Well, I don't know how to choose which of my three beautiful boys was the first: they all arrived together 18 months ago, while I was shopping for some sheep.
Yes, I know that in JULY it's hard to mistake a miniature horse for a sheep, despite what they look like right now!
And the story gets even sillier, as I actually bought their CART AND HARNESS, and the horses just came along after that.
Here's how it went:
It was May 2003. I had been taking riding lessons at the stable where my boys are still boarded today, and my back and hips were suffering horribly from riding. (Arthritis -- I am never going to be much of a rider, I'm afraid.) On top of that, my old sluggy gelding, CJ, a big horse, had to retire from being a school horse because his eyesight was going. He was in his late 20's, very balky with everyone except me, and would just stop and stand there in the training ring with everyone else -- he never made a complete circuit of the ring without stopping in his entire last year that I know of as long as anyone other than me was in the saddle.
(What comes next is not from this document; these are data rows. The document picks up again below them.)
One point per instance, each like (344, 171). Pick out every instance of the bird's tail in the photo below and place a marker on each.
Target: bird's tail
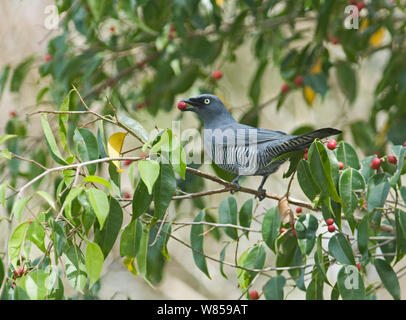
(306, 139)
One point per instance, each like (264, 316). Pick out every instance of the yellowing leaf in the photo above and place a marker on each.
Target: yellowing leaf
(309, 95)
(114, 146)
(316, 68)
(376, 38)
(364, 24)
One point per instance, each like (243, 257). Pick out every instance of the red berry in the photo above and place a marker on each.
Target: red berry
(285, 88)
(375, 164)
(182, 105)
(254, 294)
(360, 5)
(393, 160)
(298, 81)
(217, 74)
(332, 144)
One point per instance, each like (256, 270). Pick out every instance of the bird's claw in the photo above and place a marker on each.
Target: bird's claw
(262, 196)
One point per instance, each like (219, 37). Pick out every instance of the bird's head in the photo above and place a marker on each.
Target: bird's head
(209, 107)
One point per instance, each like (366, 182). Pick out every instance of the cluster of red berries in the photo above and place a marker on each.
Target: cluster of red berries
(330, 225)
Anyhow, I was hopelessly devoted to him, warts and all, and he rewarded my love with a willingness that was just astounding. But he couldn't keep on doing the school stuff, it was just too hard on him at his age. So off he went to retirement as a paddock companion horse to an antsy young harness racer, and I decided to quit riding and go into sheep.
My teacher, Mary Anne, put up with this notion for a couple of weeks, and even helped me look for a few sheep and investigate what it would take to get started, all the while with me showing up at the barn to clean a few stalls, babysit a couple of the infirmary cases, do minor repairs, drag the pasture, and the like -- pretty much anything I could do to still hang around.
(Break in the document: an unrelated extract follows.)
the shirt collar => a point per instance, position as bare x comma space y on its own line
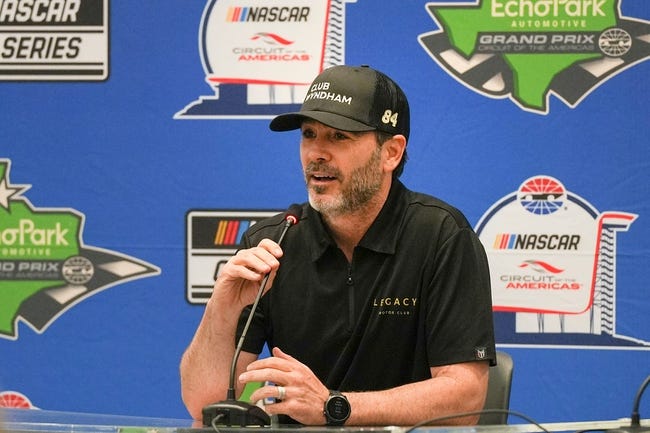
382, 234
She then asked me to make a special point of looking after the minis: there were three of them, and their companion miniature donkey, Joshua, and nobody much bothered with them. They had been given to the equestrian centre a couple of years earlier by a neighbouring couple who had had to retire from their own farm because the gentleman was losing his eyesight. Mary Anne said the minis missed their folks, and were getting lonely and depressed because no one looked out for them specially -- all the kids around just wanted to ride the big horses, and no one wanted to stick with the minis.
I couldn't even tell them apart at that point, other than knowing the donkey because he looked so different!!
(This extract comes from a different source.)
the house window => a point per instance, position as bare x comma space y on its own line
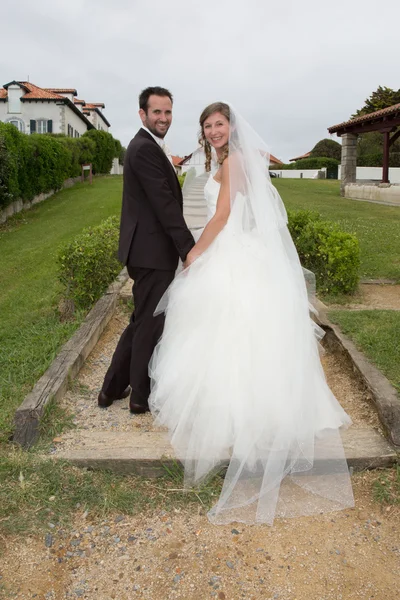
18, 123
42, 126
About a month later, I was not only able to tell them apart, but had quite fallen in love with them, and they had begun to look for me at the gate in the evenings when it was time to come in.
The sheep weren't panning out: I couldn't find any I liked well enough to buy around here, and besides, my job was taking me away from home a lot, so I'd have to find someone to "sheep-sit", which was also proving difficult. The minis already HAD qualified horse-sitters in an environment which was familiar to them already.
On top of all that, one of the minis was sick, runny poop and dehydrated off and on like a roller coaster, and I was worried to death about them. So while Mary Anne and I were talking about all this, I said, "Too bad I can't afford to buy three horses, or I'd just buy the minis off you, keep them here, and get on with life!"
She said yeah, too bad, but since she wasn't allowed to sell them -- they had been given to the stables with all their tack and whatnot provided they wouldn't be sold on -- it was a moot point anyhow.
Things went on like this for another couple of weeks, and then Chevy came into our lives. Chevy was a former harness racer who had been abandoned in a field by his owner when he stopped winning enough races. He was starving, nothing but skin and bones, and the owner of the field had repossessed him from the owner due to an unpaid debt of some kind, and was preparing to take Chevy off to the knacker to get whatever money he could out of the poor horse.
Mary Anne was driving by when she saw this guy out in the field with this poor broken down horse, and stopped to see what the heck was going on. She was actually on her way into town to get her Chev truck rear axle repaired, but when she heard the story, she asked the guy how much the knacker was going to pay for the horse. He named a figure, and it was ten dollars less than the amount she had in her purse -- to pay for the repair to her truck. She offered the cash to the guy, went home, hooked up her trailer, came back and got the horse loaded and home into a stall, and called the vet. Oh, and she named the horse Chevy.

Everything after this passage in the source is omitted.